Propaganda ala Instagram: Tentara AS Rayu Gen Z di Tengah Darah Gaza
POROS PERLAWANAN — Dilansir Al Mayadeen, Angkatan Darat Amerika Serikat tengah mengadopsi strategi baru dalam upaya perekrutan, yakni memanfaatkan influencer gaya hidup untuk membangun citra positif militer di kalangan Generasi Z. Langkah ini dilakukan di tengah meningkatnya kritik global terhadap keterlibatan Washington dalam mendukung operasi militer Zionis Israel di Gaza.
Bulan lalu, seorang influencer kebugaran dengan 1,3 juta pengikut di Instagram, Steven Kelly membagikan foto dirinya mengenakan seragam militer, memanjat dinding tali, hingga mengarahkan senjata. Meski tidak tergabung dalam cabang militer mana pun, unggahan tersebut ternyata merupakan konten bersponsor dari Angkatan Darat AS. Dalam keterangan foto, Kelly menulis tentang nilai disiplin, ketahanan, dan kesiapan, sembari mengarahkan pengikutnya ke tautan pendaftaran militer.
Menurut laporan The Guardian, Kelly hanyalah satu dari banyak influencer yang digandeng untuk kampanye ini. Selain dirinya, terdapat pula seorang koki, vlogger perjalanan, hingga atlet olahraga ekstrem. Juru Bicara perekrutan Angkatan Darat AS, Madison Bonzo menyatakan bahwa kemitraan dengan influencer bertujuan memperluas jangkauan audiens, khususnya generasi muda yang minim paparan langsung terhadap dunia militer.
Strategi ini mencerminkan bagaimana Militer AS berupaya menjual gaya hidup dan petualangan ketimbang menampilkan kenyataan pahit perang. Konten yang dihasilkan menonjolkan sisi menyenangkan, seperti pengalaman terjun payung tandem yang diunggah influencer slacklining, Breannah Yeh, dengan slogan “Jadilah dirimu seutuhnya”.
Namun, kampanye ini menuai kritik. Banyak pengguna media sosial menyebut unggahan para influencer sebagai propaganda terselubung. Seorang warganet menuliskan: “Orang kaya menyuruh orang miskin melakukan hal-hal yang tidak mereka inginkan. Ini seperti Hunger Games”.

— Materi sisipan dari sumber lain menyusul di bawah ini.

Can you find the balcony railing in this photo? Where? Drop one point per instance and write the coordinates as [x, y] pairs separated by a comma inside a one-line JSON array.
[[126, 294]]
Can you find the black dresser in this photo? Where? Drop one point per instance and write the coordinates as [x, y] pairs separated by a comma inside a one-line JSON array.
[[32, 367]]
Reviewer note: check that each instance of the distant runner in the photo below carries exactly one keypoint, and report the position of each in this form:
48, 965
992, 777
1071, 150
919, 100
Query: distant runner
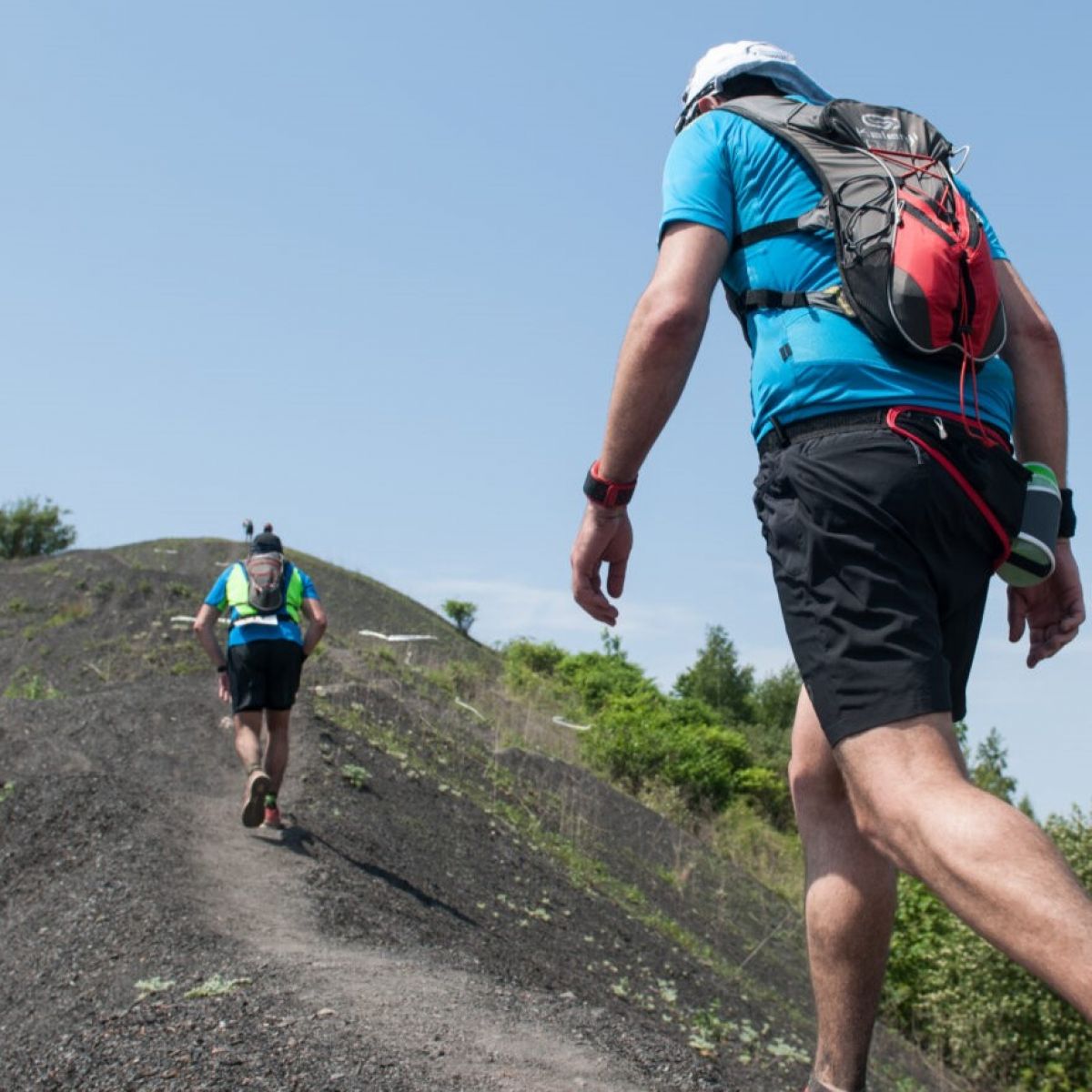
267, 596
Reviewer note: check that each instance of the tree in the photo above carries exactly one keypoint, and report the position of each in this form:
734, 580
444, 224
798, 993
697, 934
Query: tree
462, 614
718, 680
33, 528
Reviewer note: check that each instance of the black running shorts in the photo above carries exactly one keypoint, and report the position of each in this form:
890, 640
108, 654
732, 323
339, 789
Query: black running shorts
263, 674
883, 563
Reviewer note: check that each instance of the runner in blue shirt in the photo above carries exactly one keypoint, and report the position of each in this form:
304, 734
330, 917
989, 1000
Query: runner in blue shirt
260, 672
882, 545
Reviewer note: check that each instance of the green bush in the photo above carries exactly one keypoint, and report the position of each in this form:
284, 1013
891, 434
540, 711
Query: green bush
33, 528
966, 1003
645, 737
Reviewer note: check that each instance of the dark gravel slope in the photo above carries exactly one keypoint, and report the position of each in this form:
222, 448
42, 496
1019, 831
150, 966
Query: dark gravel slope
447, 910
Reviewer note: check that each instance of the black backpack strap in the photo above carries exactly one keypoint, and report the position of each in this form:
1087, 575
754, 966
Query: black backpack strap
814, 219
827, 299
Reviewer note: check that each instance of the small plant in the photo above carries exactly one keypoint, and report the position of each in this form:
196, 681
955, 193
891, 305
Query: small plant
356, 775
217, 986
32, 686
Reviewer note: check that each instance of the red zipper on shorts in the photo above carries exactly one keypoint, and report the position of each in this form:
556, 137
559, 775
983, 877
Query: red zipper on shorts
893, 423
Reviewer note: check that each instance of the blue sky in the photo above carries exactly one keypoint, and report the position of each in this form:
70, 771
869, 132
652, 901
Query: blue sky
364, 270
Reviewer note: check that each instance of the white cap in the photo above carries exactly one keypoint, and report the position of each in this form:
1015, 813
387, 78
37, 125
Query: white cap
724, 63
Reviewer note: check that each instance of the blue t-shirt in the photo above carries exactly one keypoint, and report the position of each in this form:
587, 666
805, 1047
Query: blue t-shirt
285, 628
731, 175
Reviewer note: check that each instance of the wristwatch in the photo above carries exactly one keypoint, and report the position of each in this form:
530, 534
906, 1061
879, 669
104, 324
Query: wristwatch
606, 492
1067, 522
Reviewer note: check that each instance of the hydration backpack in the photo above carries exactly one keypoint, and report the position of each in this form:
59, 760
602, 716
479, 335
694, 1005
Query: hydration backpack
266, 581
915, 262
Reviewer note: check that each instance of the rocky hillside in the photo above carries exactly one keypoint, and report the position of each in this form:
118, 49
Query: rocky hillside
456, 905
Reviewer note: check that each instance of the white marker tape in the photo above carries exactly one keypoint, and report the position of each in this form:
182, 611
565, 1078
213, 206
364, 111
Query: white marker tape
569, 724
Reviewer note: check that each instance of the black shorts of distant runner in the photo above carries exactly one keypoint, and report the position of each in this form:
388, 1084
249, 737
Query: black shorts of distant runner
263, 674
883, 561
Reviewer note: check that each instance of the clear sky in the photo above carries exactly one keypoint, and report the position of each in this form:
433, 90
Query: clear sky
363, 270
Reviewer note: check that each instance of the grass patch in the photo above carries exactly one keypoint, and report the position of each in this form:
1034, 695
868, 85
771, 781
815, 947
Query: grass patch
68, 612
217, 986
32, 686
356, 775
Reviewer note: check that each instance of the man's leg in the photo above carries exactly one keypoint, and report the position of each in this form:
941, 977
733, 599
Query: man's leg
988, 862
277, 751
248, 738
248, 732
850, 904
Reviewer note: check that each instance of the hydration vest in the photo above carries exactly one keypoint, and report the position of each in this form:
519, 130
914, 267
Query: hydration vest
238, 594
915, 258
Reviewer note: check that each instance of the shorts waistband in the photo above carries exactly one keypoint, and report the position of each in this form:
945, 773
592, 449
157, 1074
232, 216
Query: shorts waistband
782, 436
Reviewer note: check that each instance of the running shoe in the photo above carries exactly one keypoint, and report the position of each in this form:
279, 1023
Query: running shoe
254, 801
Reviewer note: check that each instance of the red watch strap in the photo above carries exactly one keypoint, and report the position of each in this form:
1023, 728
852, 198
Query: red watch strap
604, 491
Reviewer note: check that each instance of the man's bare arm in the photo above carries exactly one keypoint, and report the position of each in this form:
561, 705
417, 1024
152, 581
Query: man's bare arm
1054, 611
316, 625
656, 356
661, 344
205, 628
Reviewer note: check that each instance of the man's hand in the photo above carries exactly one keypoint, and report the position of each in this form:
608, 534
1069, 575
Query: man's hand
605, 535
1054, 610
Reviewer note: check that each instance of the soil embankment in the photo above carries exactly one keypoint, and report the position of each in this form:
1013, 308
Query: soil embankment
449, 910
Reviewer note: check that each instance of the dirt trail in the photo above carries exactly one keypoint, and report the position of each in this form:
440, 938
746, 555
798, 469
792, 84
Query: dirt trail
459, 1026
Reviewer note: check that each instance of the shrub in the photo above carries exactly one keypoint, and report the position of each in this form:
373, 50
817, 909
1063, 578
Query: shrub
461, 612
33, 528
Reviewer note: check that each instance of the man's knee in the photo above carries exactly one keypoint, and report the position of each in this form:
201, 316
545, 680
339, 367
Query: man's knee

Para akademisi pun angkat bicara. Profesor di University of Southern California, Robert Kozinets menilai unggahan ini menyerupai iklan biasa: “Anda tidak harus hidup di Disneyland untuk bisa menulis ulasan tentang Disneyland.”
Kritik semakin keras karena kampanye ini berlangsung bersamaan dengan meningkatnya kecaman internasional terhadap dukungan militer AS kepada Israel di Gaza. Jajak pendapat Gallup terbaru menunjukkan hanya sepertiga warga dewasa AS yang mendukung operasi militer Israel, di tengah laporan kelaparan massal dan pembatasan bantuan.
Dorongan besar untuk melibatkan influencer tak lepas dari kesulitan Angkatan Darat dalam mencapai target rekrutmen pascapandemi, ketika program ROTC dan jalur tradisional perekrutan terganggu. Meski demikian, pada Juni 2024, Militer AS mengumumkan telah memenuhi target 61.000 rekrutmen lebih cepat dari jadwal. Presiden Donald Trump bahkan menyebut capaian itu sebagai yang “tertinggi dalam 30 tahun”, menilai semangat patriotisme warga meningkat.
Bagi sejumlah pengamat, strategi ini merupakan eksploitasi terhadap generasi muda yang tengah mencari stabilitas di tengah krisis ekonomi dan politik. Asisten Profesor di Seton Hall University, Jess Rauchberg menilai Militer sedang menjual “janji keamanan” kepada Gen Z. “Pesannya sederhana: jika Anda bekerja untuk kami, kami akan memberikan stabilitas yang Anda cari,” ujarnya.
Dengan cara ini, Militer AS berusaha menutupi citra kerasnya sebagai institusi yang terlibat dalam konflik luar negeri, sembari menawarkan kehidupan yang tampak penuh tantangan dan kebanggaan. Namun, di balik narasi penuh glamor itu, kenyataan perang dan pendudukan tetap membayangi.